10 thoughts on “‘C’ For ‘Chinese’…”

  1. I became a connoiseur of authentic Chinese food while in China, and there are two points to make. 1 – It’s really hard to find seriously authentic Chinese food here (though easier in CA than elsewhere I imagine), in part because some of the spices (like the Sichuan “ma la”) aren’t technically covered/allowed by the FDA. 2 – Most of the “laowai” I knew in China also ate street-cooked food and in dirty-holes-in-the-wall and very rarely got ill. I doubt any of those places would get even a “C” rating, but there was nothing to fear, and the food was assuredly better than 95% of our “A” rated Chinese restaurants.

  2. The only kind of “C” restaurant I’ll eat at is at a Chinese one. Changston is right, a “C” restaurant can’t be any worse than something you might eat from a street vendor in Asia.

  3. I’ve had no qualms about eating at places with a B designation but the doctrine of paranoia has instilled fear enough in me to avoid places with grades below that. I can understand what’s being said about different cooking techniques leading to different standards of acceptance in different parts of the world but then how do I distinguish between a place simply practicing ethnic and clean cooking practices and some place bordering on plain unsanitary?

    I’d like to be able to enjoy a meal prepared to the standards of taste and succulence of its country of origin but without running the risk of food poisoning. So, what’s the recourse?

  4. I think the problem with a B or C grade in some cases is not the quality of food storage and temperature, it’s the vermin and cock roaches that invade the restaurants that bothers me.

  5. I have been eating at Chinese restaurants in the San Gabriel Valley my entire life, and have never gotten sick once from them. My favorite restaurant in the SGV has had a B as long as I’ve been going there. The place is always very clean, and the food is always excellent.

    The explanation that there are cultural practices which don’t fit the A rating works for me.

    However, a B is the lowest I will go. C or less, forget it.

  6. some of my friends wont take a chinese restaurant seriously if it has an A rating. the lower the rating, the higher the flavor, ;)

  7. When they first implemented the grading system, I read an article talking about how one of the faults was that it was culturally biased against Chinese and Southeast Asian restaurants. For example, they said that Chinese restaurants prefer to hang their poultry which is not necessarily unhealthy, but is against our health code. I don’t remember all of the details, but that’s the gist was that you could expect to see a large number of B’s and C’s in Chinese and Thai restaurants. Don’t know how true any of that is, but it makes me feel better.

  8. I guess I have no qualms eating at a “C” joint. They’re so rare that when they do show up, I usually laugh and wonder what the hell they did to deserve it.
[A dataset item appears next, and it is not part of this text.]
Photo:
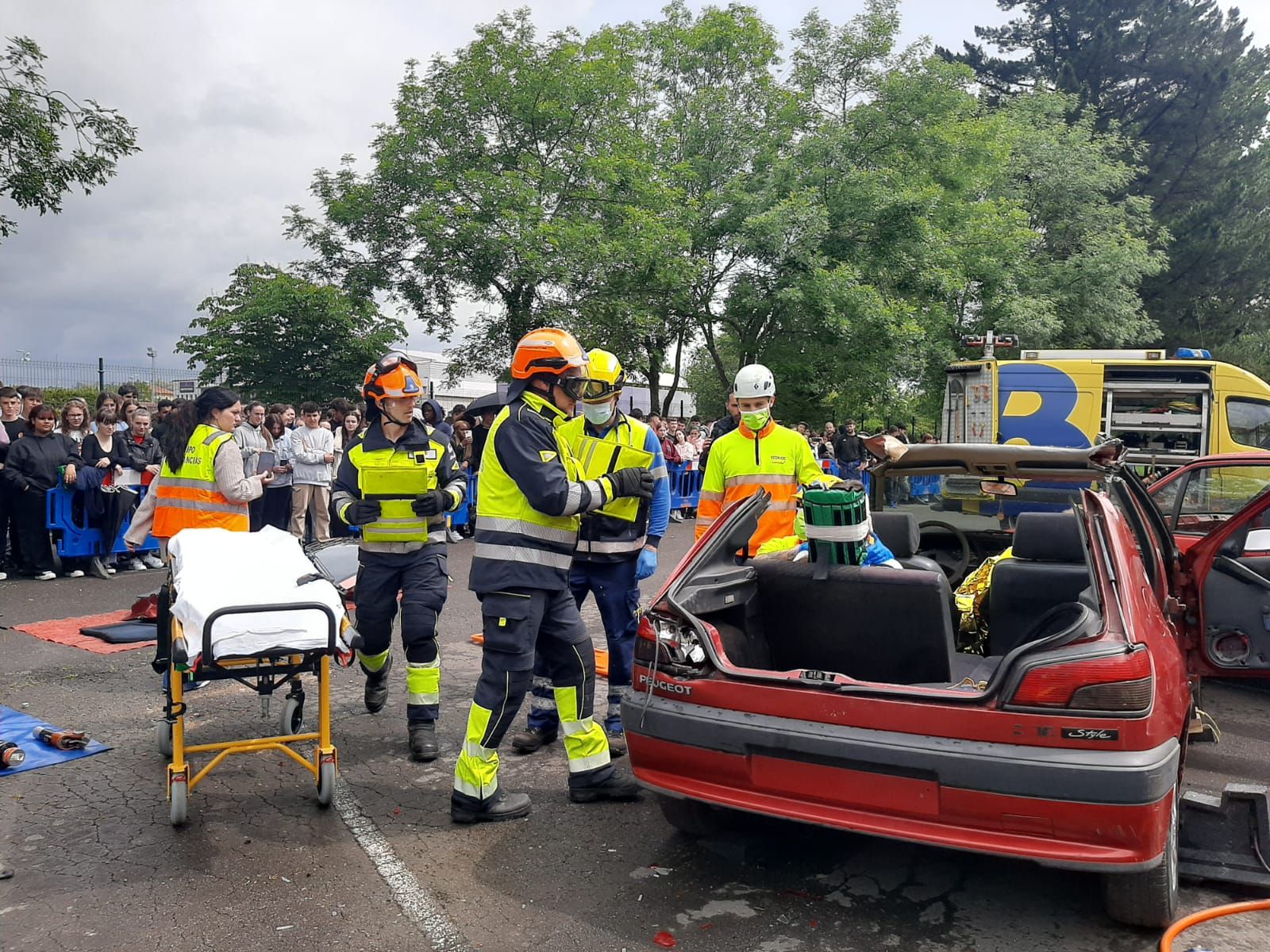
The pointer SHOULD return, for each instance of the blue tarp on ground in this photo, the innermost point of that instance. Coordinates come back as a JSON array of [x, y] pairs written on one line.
[[21, 729]]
I’ve eaten dimsum at C joints, enjoyed every bite and never got sick. 5000! brings up an interesting point re: hanging poultry above – I’m wondering what the Koreans are doing to merit so very many Bs themselves, as they don’t usually serve a lot of poultry.

    Places like oki-dog and apple pan though … you have to wonder. Both recently got upgraded; oki to a B and applepan all the way back up to an A. Regardless of grade, sometimes those are the kinds of shacks you just have to belly up to and say ‘fuck it, it’s time to eat here. now.’

  9. It could be that the Chinese restaurants simply don’t bother trying to make their kitchens extra-clean and tidy when the health inspector comes around. Most (non-Chinese) restaurants operate day-to-day at around a C level anyway.

    I’ve eaten at B and C Chinese and Indian restaurants, and never had a problem. I’ve also gotten sick from eating at an A restaurant (although I suspect the problem was in the preparation). I don’t really pay attention to those ratings.

  10. re: “make their kitchens extra-clean and tidy when the health inspector comes around” … I don’t think it works that way. At my last job I spoke with the guy who ran the lunch counter while he was being graded. He was pacing around nervously outside the joint. Apparently restaurants aren’t given advance warning of the grading day, so they’re graded fairly on their day-to-day operation. At best they can probably guess as to a window of dates when they will be reviewed.